Dopo aver lasciato la Smorfia, Troisi decise di intraprendere la carriera cinematografica. Il produttore Mauro Berardi gli propose un film di Luigi Magni, “‘O Re”, dedicato a re Francesco II di Borbone, che lui però rifiutò in favore di Ricomincio da tre, sempre prodotto da Mauro Berardi, pellicola nella quale debuttò sia come attore che come sceneggiatore e regista. Il film, acclamato dalla critica, permise a Troisi di ottenere tre Nastri d’argento per il miglior regista esordiente, miglior attore esordiente e per il miglior soggetto e due David di Donatello per il miglior film e per il miglior attore.

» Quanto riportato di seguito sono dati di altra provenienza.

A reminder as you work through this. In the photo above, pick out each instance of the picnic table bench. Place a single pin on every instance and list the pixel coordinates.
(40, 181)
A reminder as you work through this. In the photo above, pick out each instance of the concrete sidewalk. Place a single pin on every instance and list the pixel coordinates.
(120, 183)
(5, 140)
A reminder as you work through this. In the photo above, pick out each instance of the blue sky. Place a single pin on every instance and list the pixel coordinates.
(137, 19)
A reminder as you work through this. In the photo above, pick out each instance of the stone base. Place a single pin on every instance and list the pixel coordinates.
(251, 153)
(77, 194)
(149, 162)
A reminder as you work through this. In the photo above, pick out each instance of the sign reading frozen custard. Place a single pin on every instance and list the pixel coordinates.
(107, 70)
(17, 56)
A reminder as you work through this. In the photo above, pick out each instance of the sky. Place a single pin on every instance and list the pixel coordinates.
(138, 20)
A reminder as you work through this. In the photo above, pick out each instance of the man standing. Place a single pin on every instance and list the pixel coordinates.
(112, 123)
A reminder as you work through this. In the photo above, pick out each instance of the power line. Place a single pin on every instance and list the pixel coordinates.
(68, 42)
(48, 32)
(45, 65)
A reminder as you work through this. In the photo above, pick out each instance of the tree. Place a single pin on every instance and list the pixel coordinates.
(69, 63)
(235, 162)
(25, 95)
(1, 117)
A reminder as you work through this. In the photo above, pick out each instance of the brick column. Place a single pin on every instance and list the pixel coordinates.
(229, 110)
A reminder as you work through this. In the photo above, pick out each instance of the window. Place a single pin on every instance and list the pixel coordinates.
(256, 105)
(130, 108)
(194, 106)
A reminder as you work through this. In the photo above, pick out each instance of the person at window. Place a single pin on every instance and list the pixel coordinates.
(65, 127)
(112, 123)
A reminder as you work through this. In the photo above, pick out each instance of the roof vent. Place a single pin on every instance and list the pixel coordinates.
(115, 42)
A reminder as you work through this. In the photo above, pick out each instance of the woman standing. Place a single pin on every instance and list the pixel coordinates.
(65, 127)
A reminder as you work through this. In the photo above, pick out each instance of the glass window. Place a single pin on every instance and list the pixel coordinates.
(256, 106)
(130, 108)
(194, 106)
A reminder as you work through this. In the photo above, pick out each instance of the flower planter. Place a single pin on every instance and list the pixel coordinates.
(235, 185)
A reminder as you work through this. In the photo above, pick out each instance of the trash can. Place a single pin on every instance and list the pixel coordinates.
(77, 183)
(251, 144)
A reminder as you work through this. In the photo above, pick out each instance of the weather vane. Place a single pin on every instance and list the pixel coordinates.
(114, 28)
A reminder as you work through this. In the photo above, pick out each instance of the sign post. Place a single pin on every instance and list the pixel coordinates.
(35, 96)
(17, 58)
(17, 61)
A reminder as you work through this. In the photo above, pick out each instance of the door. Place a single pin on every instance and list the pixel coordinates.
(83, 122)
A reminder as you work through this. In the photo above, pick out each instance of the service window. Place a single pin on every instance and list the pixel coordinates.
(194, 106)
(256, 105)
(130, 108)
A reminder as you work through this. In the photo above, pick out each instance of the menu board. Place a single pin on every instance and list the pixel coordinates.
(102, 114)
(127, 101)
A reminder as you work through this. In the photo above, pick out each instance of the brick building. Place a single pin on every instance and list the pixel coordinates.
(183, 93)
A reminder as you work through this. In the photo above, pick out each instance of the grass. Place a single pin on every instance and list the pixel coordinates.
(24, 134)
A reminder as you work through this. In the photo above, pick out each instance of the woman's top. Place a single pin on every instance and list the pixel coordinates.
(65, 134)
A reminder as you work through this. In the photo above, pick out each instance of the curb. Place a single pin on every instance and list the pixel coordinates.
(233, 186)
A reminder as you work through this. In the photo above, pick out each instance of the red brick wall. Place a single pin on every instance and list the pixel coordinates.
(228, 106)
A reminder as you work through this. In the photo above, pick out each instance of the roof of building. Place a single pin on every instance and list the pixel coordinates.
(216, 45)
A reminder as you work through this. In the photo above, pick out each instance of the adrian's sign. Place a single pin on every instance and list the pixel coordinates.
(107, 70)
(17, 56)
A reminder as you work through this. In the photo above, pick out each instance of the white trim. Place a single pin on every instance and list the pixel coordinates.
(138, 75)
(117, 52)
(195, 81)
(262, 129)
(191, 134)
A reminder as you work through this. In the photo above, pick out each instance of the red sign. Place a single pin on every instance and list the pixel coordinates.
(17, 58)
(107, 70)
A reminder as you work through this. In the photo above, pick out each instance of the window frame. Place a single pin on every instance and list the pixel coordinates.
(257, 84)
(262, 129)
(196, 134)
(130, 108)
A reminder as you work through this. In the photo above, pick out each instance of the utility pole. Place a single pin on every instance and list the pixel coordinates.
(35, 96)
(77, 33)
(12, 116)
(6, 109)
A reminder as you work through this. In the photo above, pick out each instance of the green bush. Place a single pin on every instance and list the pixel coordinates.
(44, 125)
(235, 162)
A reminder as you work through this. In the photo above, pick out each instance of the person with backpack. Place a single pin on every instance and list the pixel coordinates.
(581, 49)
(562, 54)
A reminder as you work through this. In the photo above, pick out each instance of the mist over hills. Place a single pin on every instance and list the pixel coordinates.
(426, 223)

“Ricomincio da tre” lo consacrò nel mondo dei classici della commedia italiana e ancora oggi resta per tutti un capolavoro poetico di vita vissuta dove il protagonista Troisi, invitato a correggere il suo modo di dire sul ricominciare daccapo e cioè da zero, dice, al solito balbettando e strozzando la parola, “Nossignore, ricomincio da… cioè… tre cose me so’ riuscite dint’a vita, pecché aggia perdere pure chest? Aggia ricomincià da zero? Da tre!”.
Parlava solo napoletano in quanto sosteneva che era l’unica lingua che conosceva ma non si sentiva ristretto nei confini della lingua. La sua eloquenza era estremamente lenta, con voce modulata e frammentata da continui balbettii che strozzavano la parola fino a renderla incompleta, ma era immediatamente percepito e superava la difficoltà della conoscenza del napoletano. Anche la mimica di Massimo Troisi era per certi versi fuori dai canoni classici dell’espressione napoletana fatta di gesti della mano che quasi sempre accompagnano le parole. Lui gesticolava con la faccia che, come il balbettio della sua parola, si contraeva e si distendeva in un continuo ma lento alternarsi di momenti significativi di chi in silenzio dice “ha detto tutto…o no?”.
Massimo Troisi seguiva il suo cuore, un cuore che fin da quando era piccolo gli aveva segnato il destino per fare le cose con lentezza ma con travolgente partecipazione. Il suo cuore si fermò definitivamente a solo 41anni mentre ancora batteva per terminare le ultime scene de “Il Postino” tra Pantelleria e Procida in quei luoghi dove, come ci dice Neruda, la poesia non va spiegata ma va vissuta direttamente perché le emozioni arrivino ad ogni animo predisposto.
Chissà se Massimo se l’era segnato di dover morire nel sonno quel 4 giugno 1994, forse sì se andiamo con la mente alla formidabile battuta di “Non ci resta che piangere” quando al prete che lo incalzava di continuo per ricordargli che doveva morire rispose “Si, si …no. Mo’ me lo segno proprio. … non vi preoccupate!”.
A noi, purtroppo, non ci resta che piangere per la morte prematura e improvvisa di Massimo Troisi che riuscì a portare anche sul grande schermo quel cabaret come forma di un nuovo linguaggio di spettacolo.